I'm delighted  u got the benefit but it makes me think how  insane the system is
that they paid  housing if u already had a house!



The reason must be because of this clause (see the "under certain circumstances" ) - perhaps u recently acquired the property (any this only gives u 26 weeks)? This doesn't apply in my case.



> *
> *Property you own but do not occupy  [HB Sch 6, HB(SPC) Sch 6; CTB Sch 5, CTB(SPC) Sch 4] The value of this property is counted as capital but you may be able to get HB/CTB even if the value of the property means that your savings are more than £16,000. This is because the value of the property may be ignored when your savings are worked out, in certain circumstances.
> *If the property is occupied by an elderly or disabled relative as their home*, its value is not taken into account for as long as it is so occupied.
> *If you have recently acquired the property* and you intend   to occupy it as your home, its value may not be counted for 26 weeks, or for a longer period if reasonable, from the date you acquired it.
> *If you are trying to sell the property*, its value may not be counted for the first 26 weeks after you start doing this. It may not be counted for longer than this if you are finding it difficult to sell the property.

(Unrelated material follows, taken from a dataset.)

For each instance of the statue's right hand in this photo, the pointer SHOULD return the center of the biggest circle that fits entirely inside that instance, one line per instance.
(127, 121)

However there does seem to be a clause here about if u are a student with a second home they can pay u housing for the first one - perhaps this is what u got but it only applies for a month

Anyway right now I don't think I have any capital in my house as the mortgage is probably very close to what I would get for it so perhaps it won't count as the means tested benefit capital...


----------



## samanthajane (27 Feb 2009)

ok everything you just posted i have no idea what any of it means lol i'm so sorry!!!! from what i did manage to kind of understand. I purchased the property 3 years ago with my ex partner he still lives in the house. I wouldn't call 3 years recently. And all of this i dont think makes any difference anyway..... i was never asked for any information or documents about the house, insane i think your totally right. They didn't even ask me about property i offered the information to them, ( i thought myself that owning a property in ireland would effect me getting housing benefit in england) and nothing was said about it and i've never been asked anything else about it. I dont know what to say to you it just doesn't seem fair at all. If you had loads of capital in you house i could understand them saying that you could sell/remortgage to gain funds but you dont. What do they expect you to live off....thin air??? And i dont want to rub salt into the wound but when my mum was signed off work the house she owned in england she had nearly paid for. She only had 6 years left of her mortgage, now she didn't tell them this cause they didn't ask but still they knew she had a property in england that was being rented out. 
This was a few years ago maybe things have changed or they have started asking more questions i dont know. I know you said you didn't want to withhold any information and be dihonest.........but is it being dishonest if they dont ask???? You have to look after yourself.


----------